Articles on the implementation of ObamaCare.

Consumers anxious to beat the midnight Tuesday deadline to enroll on the federal insurance exchange overwhelmed call center lines Monday, federal officials said. Some people were being asked to leave their names so they could be called back after the deadline to be enrolled. The Centers for Medicare and Medicaid Services said they would still be able to have coverage effective Jan. 1 if they left their contact information before the deadline.

HealthSpan, the insurance arm of Catholic health system Mercy Health, is getting rid of its medical group and halting sales of ObamaCare policies just two years after acquiring Kaiser Permanente’s Ohio subsidiary. Spokesman Chuck Heald said HealthSpan will stop selling individual and small-group health plans on the ObamaCare exchanges to focus more on Medicare and employer plans. HealthSpan jacked up premium rates for 2016 individual and small-group plans anywhere from 9% to 32% to account for the sicker-than-expected exchange population.

UnitedHealth Group won’t pay brokers commissions on sales of individual health plans in most states where it participates in Obamacare exchanges, a move that will likely discourage market demand for its plans in those states. The News & Observer reports the Minnetonka-based insurance giant notified North Carolina brokers of the policy change Friday, not long after it announced plans to evaluate whether it would continue to serve the public exchange markets after 2016.

About 4,500 Medical University of South Carolina patients currently covered by Consumers’ Choice Health Plan need to pick a new policy by Tuesday to remain insured on Jan. 1. Medical University Hospital CEO Pat Cawley told the MUSC Board of Trustees on Thursday that the announcement created “an administrative nightmare.”

Only 35% of 67,000 Consumers’ Choice customers across the state have selected a new plan so far.

Community Health Options, a not-for-profit co-op insurance company based in Maine that also sells health plans in New Hampshire, will limit individual enrollments later this month because of “higher-than-expected claims costs.”

It’s an inauspicious sign for the company, which was one of the few successful co-ops created by the Affordable Care Act.
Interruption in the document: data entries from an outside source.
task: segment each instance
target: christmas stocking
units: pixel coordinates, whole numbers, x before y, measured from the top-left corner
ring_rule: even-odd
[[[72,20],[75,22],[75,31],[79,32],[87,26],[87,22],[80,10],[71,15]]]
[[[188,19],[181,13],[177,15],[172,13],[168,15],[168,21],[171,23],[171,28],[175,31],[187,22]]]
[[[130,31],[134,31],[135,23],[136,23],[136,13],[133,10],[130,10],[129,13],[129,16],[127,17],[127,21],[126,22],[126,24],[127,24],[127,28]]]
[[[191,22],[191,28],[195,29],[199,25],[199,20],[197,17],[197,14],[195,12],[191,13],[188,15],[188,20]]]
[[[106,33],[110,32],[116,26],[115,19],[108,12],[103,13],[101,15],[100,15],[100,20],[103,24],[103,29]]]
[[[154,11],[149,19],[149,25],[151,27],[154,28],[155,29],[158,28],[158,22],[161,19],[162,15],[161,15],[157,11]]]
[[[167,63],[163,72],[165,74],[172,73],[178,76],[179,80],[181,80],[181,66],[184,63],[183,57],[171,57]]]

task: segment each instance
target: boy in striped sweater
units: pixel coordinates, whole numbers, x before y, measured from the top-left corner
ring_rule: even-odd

Twelve of the ACA’s 23 co-ops have folded or are in the process of closing down, all of which occurred this year.

Federal officials said Monday that if uninsured people don’t obtain coverage within the health law’s official enrollment period, which ends Jan. 31, they won’t get an extension to avoid the law’s penalty for going without insurance this time around. Earlier this year, the Obama administration offered uninsured people a reprieve if they missed the sign-up deadline for 2015 coverage, originally set at Feb. 15. People were given through April to sign up if they said they had learned about the penalty for going uninsured only when they filed their taxes.

Cigna CEO David Cordani says the individual market created by the 2010 health law would be better off if insurers were given more flexibility in designing coverage, as well as a more compressed, focused open enrollment period. Just days after UnitedHealth Group’s CEO said their move into the new marketplace was a mistake, Cordani reaffirmed that Cigna remains committed for 2016, although the firm is so far losing money on that business.

 

Everyone knows ObamaCare subsidizes low-income individuals, but few are aware it also subsidizes big insurance companies. Corporate welfare payments to insurers under the risk corridor and reinsurance programs (both of which are slated to expire in 2017) amounted to $10.4 billion for the 2014 benefit year. In ObamaCare’s first year, “excess” losses outpaced “excess” gains by $2.5 billion. The White House wants taxpayers to make up the difference.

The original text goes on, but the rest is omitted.